La plateforme d'organoïdes de l'Université Monash, cultivée à partir de cellules souches, pourrait offrir aux chercheurs en découverte de médicaments un système plus pertinent pour l'humain afin d'étudier des traitements potentiels avant qu'ils ne passent aux tests cliniques. L'IRA est un déclin soudain de la fonction rénale qui peut survenir après une chirurgie majeure, une transplantation ou une exposition à certains médicaments, y compris la chimiothérapie, et affecte jusqu'à 20 % des admissions à l'hôpital, selon le professeur John Kanellis, directeur de néphrologie à Monash Health. Malgré son impact clinique, il existe peu de traitements qui favorisent directement la récupération rénale après une IRA. La nouvelle plateforme permet aux chercheurs de recréer des aspects de la lésion rénale dans des tissus dérivés de l'humain et d'examiner comment différentes populations cellulaires répondent, dans le but d'identifier des traitements qui pourraient protéger le rein ou améliorer la récupération après une lésion. Le Dr Alexander Combes, chef du Laboratoire de développement et de maladie et directeur de la Plateforme de modification du génome de Monash, a déclaré que l'équipe utilise désormais la plateforme d'organoïdes pour cribler des thérapies potentielles, y compris des médicaments existants qui pourraient potentiellement être réutilisés pour les lésions rénales.
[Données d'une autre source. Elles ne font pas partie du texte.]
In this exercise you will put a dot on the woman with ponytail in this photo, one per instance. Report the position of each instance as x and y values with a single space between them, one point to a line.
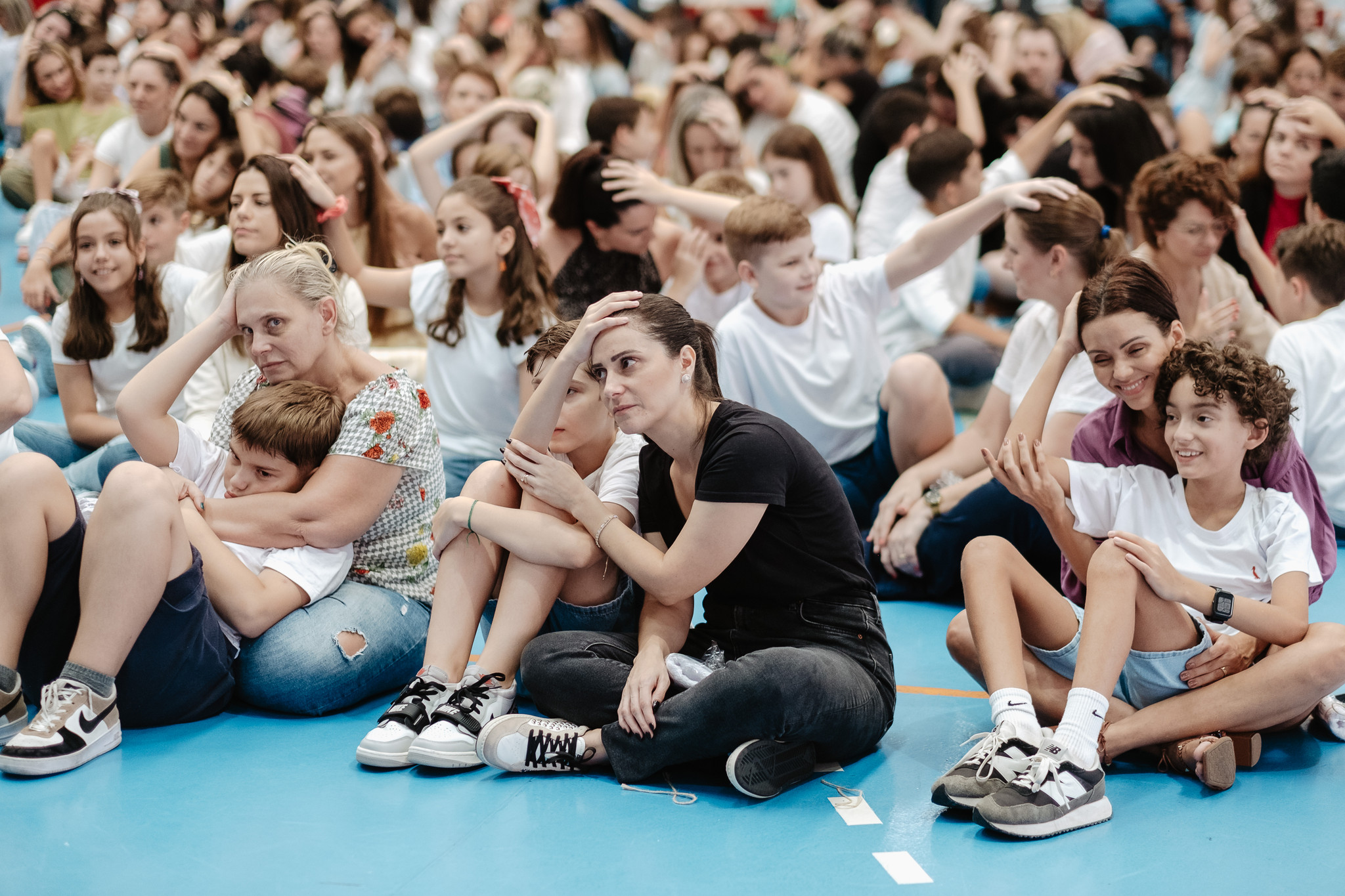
735 501
940 504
À l'Université de Californie du Sud, les chercheurs ont généré des cellules progénitrices artificielles de néphrons — les cellules qui forment finalement les néphrons matures — et les ont utilisées pour construire des organoïdes rénaux 3D. En ajustant l'activité de deux protéines, p38 et YAP, les scientifiques ont pu faire en sorte que ces cellules, à la fois de souris et humaines, se multiplient pendant de longues périodes en laboratoire sous forme de lignées cellulaires stables. Les cellules progénitrices de néphrons (NPC) cultivées en laboratoire ont soutenu la croissance soutenue de cellules souches de souris et humaines, et lorsque les chercheurs ont examiné les néphrons produits par ces NPC, ils ont constaté qu'ils étaient remarquablement similaires aux cellules progénitrices rénales humaines réelles. L'équipe a également découvert que les podocytes, cellules rénales matures responsables de la filtration du sang dans le néphron, peuvent revenir à un état ressemblant aux NPC, ce qui signifie que des cellules entièrement développées peuvent retourner à une phase plus jeune, semblable à celle de progéniteur. L'auteur principal Zhongwei Li a déclaré que cette percée pourrait accélérer la découverte de médicaments, approfondir la compréhension des racines génétiques du développement et des maladies rénales, et fournir un approvisionnement fiable en cellules progénitrices de néphrons comme éléments constitutifs essentiels pour les reins synthétiques utilisés dans les futures thérapies de remplacement rénal.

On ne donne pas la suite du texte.